Calculating pKa values in enzyme active sites

Abstract

The ionization properties of the active-site residues in enzymes are of considerable interest in the study of the catalytic mechanisms of enzymes. Knowledge of these ionization constants (pKa values) often allows the researcher to identify the proton donor and the catalytic nucleophile in the reaction mechanism of the enzyme. Estimates of protein residue pKa values can be obtained by applying pKa calculation algorithms to protein X-ray structures. We show that pKa values accurate enough for identifying the proton donor in an enzyme active site can be calculated by considering in detail only the active-site residues and their immediate electrostatic interaction partners, thus allowing for a large decrease in calculation time. More specifically we omit the calculation of site-site interaction energies, and the calculation of desolvation and background interaction energies for a large number of pairs of titratable groups. The method presented here is well suited to be applied on a genomic scale, and can be implemented in most pKa calculation algorithms to give significant reductions in calculation time with little or no impact on the accuracy of the results. The work presented here has implications for the understanding of enzymes in general and for the design of novel biocatalysts.

Figure 1.

The general catalytic mechanism for retaining glycosyl hydrolases (A), and the alternative mechanism for HEWL (B). (A) I: Protonation of the glycosidic oxygen by the proton donor (Glu 35) and attack on the glucose C1 by the nucleophile (Asp 52). Departure of the reducing end of the substrate. II: Activation of a water molecule, cleavage of C1-Asp 52 covalent bond. III: Regeneration of the initial protonation states.
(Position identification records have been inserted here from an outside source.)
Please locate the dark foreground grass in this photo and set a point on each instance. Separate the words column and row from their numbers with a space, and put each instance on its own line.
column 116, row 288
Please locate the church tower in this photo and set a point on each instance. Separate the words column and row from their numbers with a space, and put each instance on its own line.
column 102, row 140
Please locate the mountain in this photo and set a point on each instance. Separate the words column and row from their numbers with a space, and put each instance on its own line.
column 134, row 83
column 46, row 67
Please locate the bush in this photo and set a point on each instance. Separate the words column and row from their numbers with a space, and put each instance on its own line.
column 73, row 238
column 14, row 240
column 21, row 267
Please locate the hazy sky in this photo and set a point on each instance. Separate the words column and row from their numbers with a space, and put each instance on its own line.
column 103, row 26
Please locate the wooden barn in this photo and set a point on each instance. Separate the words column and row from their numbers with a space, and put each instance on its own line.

The residue numbering corresponds to that of HEWL. (B) The protonation of the glycosidic oxygen by Glu 35 results in the formation of an oxo-carbenium ion which is generated by an S_N1 elimination of the R-OH group (I). The highly charged intermediate (II) is relaxed by reacting with a water molecule that neutralizes the positive charge on the substrate and regenerates the initial protonation state of Glu 35 (III).

Figure 2.

The division of titratable groups used in the present pKa calculation scheme. Spheres indicate titratable groups. The figure shows a typical enzyme with most titratable groups at the surface and a higher concentration of titratable groups in and near the active site. The electrostatic energies calculated for each of the subsets are shown in the right text box. ΔG(elec ++) denotes charged-charged interaction energies, ΔG(elec 0+, +0, 00) denotes neutral-charged, charged-neutral, and neutral-neutral interaction energies.

Figure 3.

Division of the titratable groups in Bacillus licheniformis α-amylase. Side chains are shown only for titratable groups. The three active-site residues Asp 231, Glu 261, and Asp 328 (BLA numbering) are colored red. The orange spheres represent inorganic ions present in the X-ray structure. Groups colored yellow are the additional residues that constitute the full subset when E_cutoff is 2.0 kT/e. Additional titratable groups that are included in the full subset when E_cutoff is lowered to 1.0 kT/e are colored magenta. The cyan groups are included when E_cutoff is lowered to 0.5 kT/e. Groups that always are in the nonessential set are colored gray.